Treatment-related mortality (TRM) is a key contributor to overall survival in high risk MDS and AML. This study is evaluating whether CPX-351 is a practical option in patients deemed at high risk of TRM. Patients eligible for this study had TRM scores putting them in the 20 percent of patients at highest risk for early mortality. The rationale for evaluating CPX-351 in these patient populations is based on observations from the earlier conducted and completed Phase 1 and 2 studies with CPX-351, whereby complete responses occurred at dose levels well below the dose being used in the Phase 3 study, with a substantial reduction in early mortality, resulting in an improvement in overall survival in certain patient populations.

Risk assessment for TRM is based on an analysis of 3,365 adults with newly diagnosed AML treated on protocols at Southwest Oncology Group (SWOG) or at MD Anderson Cancer Center. TRM scores provide a means for objectively identifying patients at high-risk for early mortality (treatment-related mortality, or TRM score), such that the higher the TRM score, the greater the risk for treatment-related mortality.

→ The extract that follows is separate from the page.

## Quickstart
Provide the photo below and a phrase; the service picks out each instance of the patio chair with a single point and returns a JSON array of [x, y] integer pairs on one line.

"We are happy to report expansion of this study which seeks an active but safe treatment for patients with AML or MDS at high risk for early treatment-related mortality, who are rarely eligible for conventional chemotherapy," said Roland Walter, MD, PhD, Assistant Member of the Clinical Research Division at the Fred Hutchinson Cancer Research Center, the lead investigator for this study. "The early safety and efficacy observations are encouraging and we look forward to continuing to study CPX-351 in these patient populations."

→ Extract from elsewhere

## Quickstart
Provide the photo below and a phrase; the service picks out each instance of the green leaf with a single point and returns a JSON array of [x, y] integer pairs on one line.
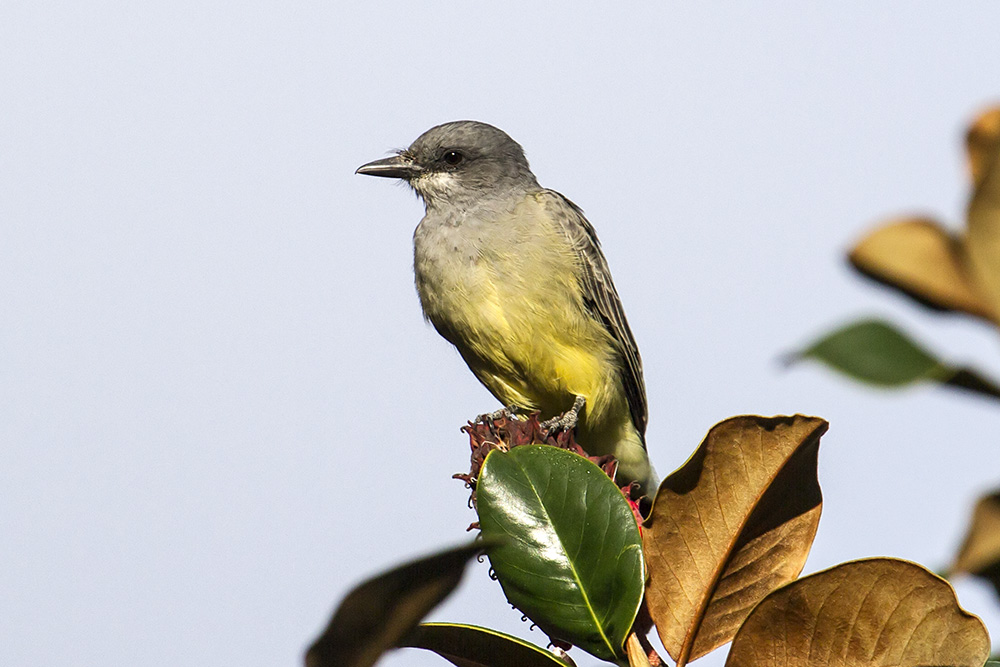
[[374, 616], [877, 353], [572, 560], [472, 646]]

"As we await the results from the ongoing Phase 3 study in patients with secondary AML, it is important to evaluate the potential benefit of CPX-351 in other patient populations," said Scott Jackson, Chief Executive Officer of Celator Pharmaceuticals. "Working with investigators at leading cancer centers facilitates the broader evaluation of CPX-351 in patient populations in dire need of therapeutic improvements. We are pleased that CPX-351 was selected as one of these potential therapeutic alternatives and are encouraged to see meaningful therapeutic activity of CPX-351 in these patients."